Le bureau de la présidence n’a pas communiqué lundi sur la situation du chef de l’État, mais plusieurs médias locaux avançaient qu’il se préparerait à partir pour Dubaï.
Quatre vols commerciaux vers le Moyen-Orient ont toutefois décollé sans lui, selon les responsables de l’aéroport.
Les agents de l’immigration ont refusé de se rendre dans la suite VIP pour tamponner son passeport, alors que M. Rajapaksa a lui refusé de passer par les espaces publics, ont-ils ajouté, une situation humiliante pour celui surnommé autrefois «Terminator».
Selon une source militaire, il reste le commandant en chef des forces armées et a toujours la possibilité de voyager dans un avion de l’armée de l’air.
Le dirigeant de 73 ans s’était échappé samedi par une porte dérobée de son palais. Les manifestants, qui occupent ce bâtiment depuis samedi, y ont découvert 17,85 millions de roupies (49 000 euros) en billets neufs et les ont remis à la police.

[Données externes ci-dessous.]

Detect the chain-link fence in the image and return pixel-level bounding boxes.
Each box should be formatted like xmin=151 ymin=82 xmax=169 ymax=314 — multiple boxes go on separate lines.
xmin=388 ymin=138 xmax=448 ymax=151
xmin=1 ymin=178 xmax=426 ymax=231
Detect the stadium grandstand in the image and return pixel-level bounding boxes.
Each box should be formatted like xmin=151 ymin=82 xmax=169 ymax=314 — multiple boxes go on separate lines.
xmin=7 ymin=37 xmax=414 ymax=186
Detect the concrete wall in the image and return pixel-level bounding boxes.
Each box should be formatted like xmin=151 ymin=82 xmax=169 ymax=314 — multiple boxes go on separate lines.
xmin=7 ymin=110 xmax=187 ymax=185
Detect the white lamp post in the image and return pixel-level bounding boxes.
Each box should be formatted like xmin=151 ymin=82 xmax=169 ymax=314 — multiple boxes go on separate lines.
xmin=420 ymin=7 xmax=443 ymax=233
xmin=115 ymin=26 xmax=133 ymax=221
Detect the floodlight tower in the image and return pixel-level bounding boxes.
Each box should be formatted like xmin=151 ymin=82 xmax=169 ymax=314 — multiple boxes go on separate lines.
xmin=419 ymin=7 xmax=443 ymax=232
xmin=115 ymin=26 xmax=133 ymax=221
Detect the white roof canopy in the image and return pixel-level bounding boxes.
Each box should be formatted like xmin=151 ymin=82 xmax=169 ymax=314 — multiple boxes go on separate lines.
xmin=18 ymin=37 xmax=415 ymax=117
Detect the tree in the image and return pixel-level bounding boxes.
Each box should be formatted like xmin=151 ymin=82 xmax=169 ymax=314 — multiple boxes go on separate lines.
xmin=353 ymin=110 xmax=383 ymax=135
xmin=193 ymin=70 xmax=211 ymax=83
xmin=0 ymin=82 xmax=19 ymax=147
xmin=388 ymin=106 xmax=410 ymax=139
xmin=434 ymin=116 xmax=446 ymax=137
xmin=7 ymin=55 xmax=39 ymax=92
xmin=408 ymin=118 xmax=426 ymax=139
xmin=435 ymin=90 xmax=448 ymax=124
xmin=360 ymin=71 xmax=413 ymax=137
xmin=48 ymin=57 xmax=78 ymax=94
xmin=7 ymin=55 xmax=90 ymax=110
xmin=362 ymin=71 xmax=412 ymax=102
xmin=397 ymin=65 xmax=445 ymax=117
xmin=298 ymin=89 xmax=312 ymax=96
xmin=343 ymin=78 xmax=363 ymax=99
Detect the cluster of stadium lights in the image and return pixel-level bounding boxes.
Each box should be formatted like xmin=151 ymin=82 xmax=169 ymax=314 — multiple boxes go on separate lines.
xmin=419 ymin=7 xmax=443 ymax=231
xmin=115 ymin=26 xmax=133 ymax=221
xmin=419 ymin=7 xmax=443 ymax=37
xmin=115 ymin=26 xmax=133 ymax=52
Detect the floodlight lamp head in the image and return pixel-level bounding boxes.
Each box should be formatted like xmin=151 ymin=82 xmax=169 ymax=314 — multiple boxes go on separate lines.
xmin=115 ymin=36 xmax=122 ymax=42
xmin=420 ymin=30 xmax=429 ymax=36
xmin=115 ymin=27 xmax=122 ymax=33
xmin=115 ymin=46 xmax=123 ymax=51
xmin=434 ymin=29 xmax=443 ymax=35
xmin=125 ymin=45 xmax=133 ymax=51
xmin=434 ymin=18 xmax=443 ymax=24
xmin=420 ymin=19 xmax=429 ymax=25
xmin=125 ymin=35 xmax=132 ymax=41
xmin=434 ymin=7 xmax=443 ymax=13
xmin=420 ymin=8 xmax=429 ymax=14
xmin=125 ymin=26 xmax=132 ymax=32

«L’argent liquide a été pris en charge par la police et sera présenté au tribunal aujourd’hui», a déclaré lundi un porte-parole de la police.
Selon des sources officielles, une valise remplie de documents a aussi été retrouvée dans la résidence.
M. Rajapaksa s’était installé dans ce bâtiment après avoir été chassé de sa résidence privée le 31 mars par des manifestants tentant de la prendre d’assaut.
Le président a annoncé qu’il démissionnerait mercredi pour permettre une «transition pacifique». Le premier ministre Ranil Wickremesinghe a assuré lundi que M. Rajapaksa l’avait officiellement prévenu de son intention.
Le chef du gouvernement, âgé de 73 ans, devrait alors automatiquement devenir le président par intérim, mais M. Wickremesinghe a fait savoir qu’il souhaitait se retirer, faute de consensus pour former un gouvernement d’unité.
M. Wickremesinghe, député de l’opposition, avait été nommé Premier ministre en mai afin de sortir le pays de la crise économique et politique.
Le processus pour la succession doit durer entre trois jours, le délai minimum pour réunir le Parlement, et 30 jours, le maximum autorisé par les textes.
Pourparlers
Le principal parti d’opposition, Samagi Jana Balavegaya (SJB), était en pourparlers lundi avec des formations politiques plus petites pour obtenir un soutien à leur chef de file Sajith Premadasa, qui avait perdu les élections en 2019.
Selon un responsable du SJB, un accord provisoire a déjà été conclu avec les dissidents du SLPP de M. Rajapaksa pour soutenir M. Premadasa, 55 ans, fils d’un ancien président, pour le poste suprême.
Le poste de premier ministre reviendrait alors à un membre du SLPP. Ancien fidèle de M. Rajapaksa, Dullas Alahapperuma, 63 ans, pourrait ainsi prendre la tête du gouvernement, a confié à l’AFP un député du SJB impliqué dans les pourparlers.
Cinq ministres ont démissionné au cours du week-end et le bureau du premier ministre a assuré que le gouvernement s’était mis d’accord lundi pour démissionner en bloc en cas d’accord pour un «gouvernement multipartite».
Lundi, une immense file d’attente se formait pour visiter le palais présidentiel, où se trouvaient encore des milliers de manifestants qui ont annoncé qu’ils ne quitteraient pas les lieux avant la démission effective du président.
«La revendication est très claire: les gens demandent toujours la démission (de M. Rajapaksa), la pleine démission, dans une confirmation par écrit», explique Dela Peiris, un des manifestants. «J’espère que nous aurons la démission du gouvernement, y compris du premier ministre et du président, dans les jours à venir».
M. Rajapaksa est accusé d’avoir plongé le pays dans une crise économique sans précédent, de l’avoir ruiné et laissé sans devises étrangères pour financer les importations essentielles à cette population de 22 millions d’habitants.
Colombo a fait défaut sur sa dette extérieure de 51 milliards de dollars en avril et est en pourparlers avec le FMI pour un éventuel renflouement.
Le Sri Lanka a presque épuisé ses réserves d’essence. Le gouvernement a ordonné la fermeture des bureaux non essentiels et des écoles, afin de réduire les déplacements et d’économiser du carburant.